There was a faint hope that Edward’s heir, the duke of Aquitaine, might be an improvement over either, but he was only a boy, thirteen or fourteen, wasn’t it? He would be surrounded by those same lords who had bankrupted the nation with their petty jealousies and revenges until his majority, or until he gathered together enough powerful lords of his own to oust the old ones, and then it all started over again.
“These folk hold no illusions about their overlords,” Firas said one evening.
Alaric opened his mouth to say something, and closed it again. Johanna saw, and wondered what he had been about to say, and why he had thought better of it.
They reached Bristol again in mid-September, and were still there when they heard that Isabella and Mortimer’s forces had landed at Orwell in Suffolk. They had intended to move on the next day to Glynnow by way of Plymouth this time, but they waited instead to hear the news. A few days later it came with a group of men under arms, who told them that London and many of the larger cities were in a state of anarchy, everyone in a panic and no one in authority. The king was said to be in flight into the west before the march of Isabella’s army, much enlarged by English nobles defecting to Isabella’s side. He was expected momentarily in Bristol itself, and the troop of men stationed here, led by one Lord Dundry, were king’s men, and were there to meet him.
Shasha bega
n packing immediately, but even all of them working together couldn’t outpace a king in full flight and they were coming up on Bristol’s south gate just as the royal party clattered through. The heavy wooden gates shut behind them and the bars thudded into their brackets with finality.

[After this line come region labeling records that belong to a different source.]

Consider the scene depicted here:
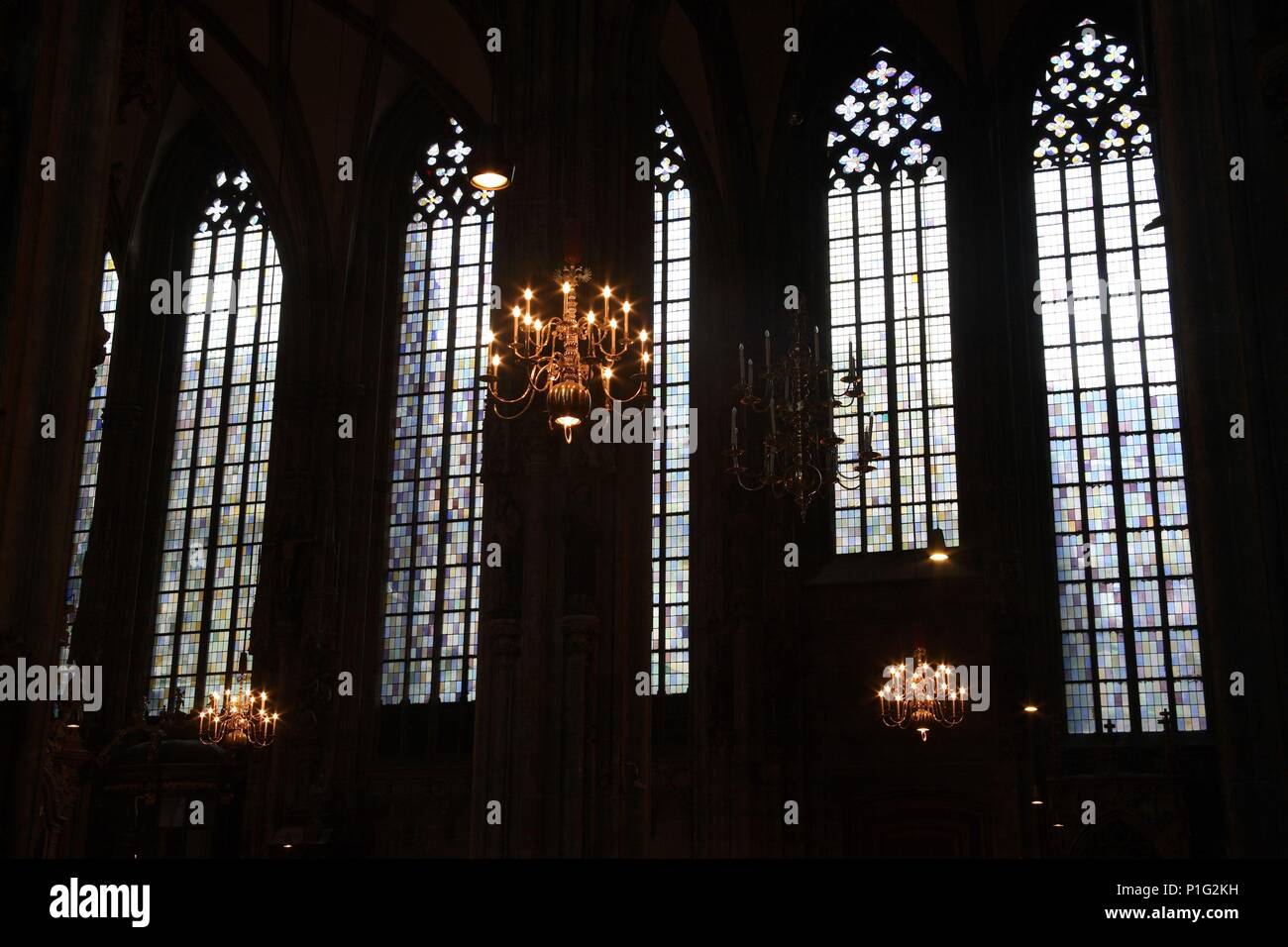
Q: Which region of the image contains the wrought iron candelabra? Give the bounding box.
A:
[877,648,967,742]
[483,265,651,443]
[725,309,883,520]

The royal party was a pitifully small group of men. The king rode at their center, barely visible over the heads and shoulders of the rest of them, but the roar of the crowd said he was there. Jaufre swore beneath his breath. Johanna squeezed his hand. “It’s all right,” she said in a low voice. “We don’t know any of these people, we’ll just—”
“Wilmot!”
It was Alaric, shouting out the name.
A stocky man in full armor, mounted on a destrier, swiveled his head as much as he could. “Alaric? God’s nightgown, Alaric is that you?”

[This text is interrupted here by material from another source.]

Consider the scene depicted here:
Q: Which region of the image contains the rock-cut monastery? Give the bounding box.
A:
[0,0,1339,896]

Alaric bounded forward and practically yanked the man from his saddle, and then they were both pounding each other on the back, tears streaming down their cheeks.

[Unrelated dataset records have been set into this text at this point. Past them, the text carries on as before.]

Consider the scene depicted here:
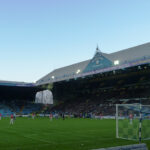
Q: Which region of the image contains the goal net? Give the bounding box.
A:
[116,104,150,141]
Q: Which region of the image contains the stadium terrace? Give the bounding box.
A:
[36,43,150,85]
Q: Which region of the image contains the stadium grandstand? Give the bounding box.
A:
[36,43,150,116]
[0,43,150,116]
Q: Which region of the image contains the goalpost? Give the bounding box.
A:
[116,104,150,142]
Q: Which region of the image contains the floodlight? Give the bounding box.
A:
[114,60,120,65]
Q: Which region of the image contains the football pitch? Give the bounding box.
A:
[0,118,150,150]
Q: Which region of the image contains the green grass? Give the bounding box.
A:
[0,118,150,150]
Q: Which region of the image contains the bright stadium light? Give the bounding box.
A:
[52,76,55,79]
[76,69,81,74]
[114,60,120,65]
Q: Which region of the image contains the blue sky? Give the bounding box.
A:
[0,0,150,82]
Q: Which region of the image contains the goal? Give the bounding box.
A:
[116,104,150,142]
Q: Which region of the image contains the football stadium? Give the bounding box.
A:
[0,43,150,150]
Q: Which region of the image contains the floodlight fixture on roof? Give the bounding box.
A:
[76,69,81,74]
[114,60,120,65]
[52,76,55,79]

“Wilmot,” Alaric said, choking over his and still pounding his friend on the back, although the other man’s armor must have hurt his hand. “I saw Gilbert in Sant’ Alberto. He said you were in Chartres. I looked for you there.”
“I was there,” Wilmot said, disengaging himself and giving a hitch to his cuirass. He looked around and waved at someone in the men surrounding the king. They clattered on without him, and Alaric led the way back to their inn, where Shasha was just in time to reclaim their room.
They commandeered the largest table in the common room and ordered food and drink. “Why did you leave Chartres?” Alaric said. “Gilbert said that you intended to go there and take up your father’s trade.”
“I went there,” Wilmot said, and paused. He was a stocky man with a thick neck and heavily muscled arms that tested the sleeves of his tunic. “I went to the cathedral, and prayed.”
Jaufre was watching Alaric, who was wholly enthralled, intent on Wilmot’s every word. “Yes?”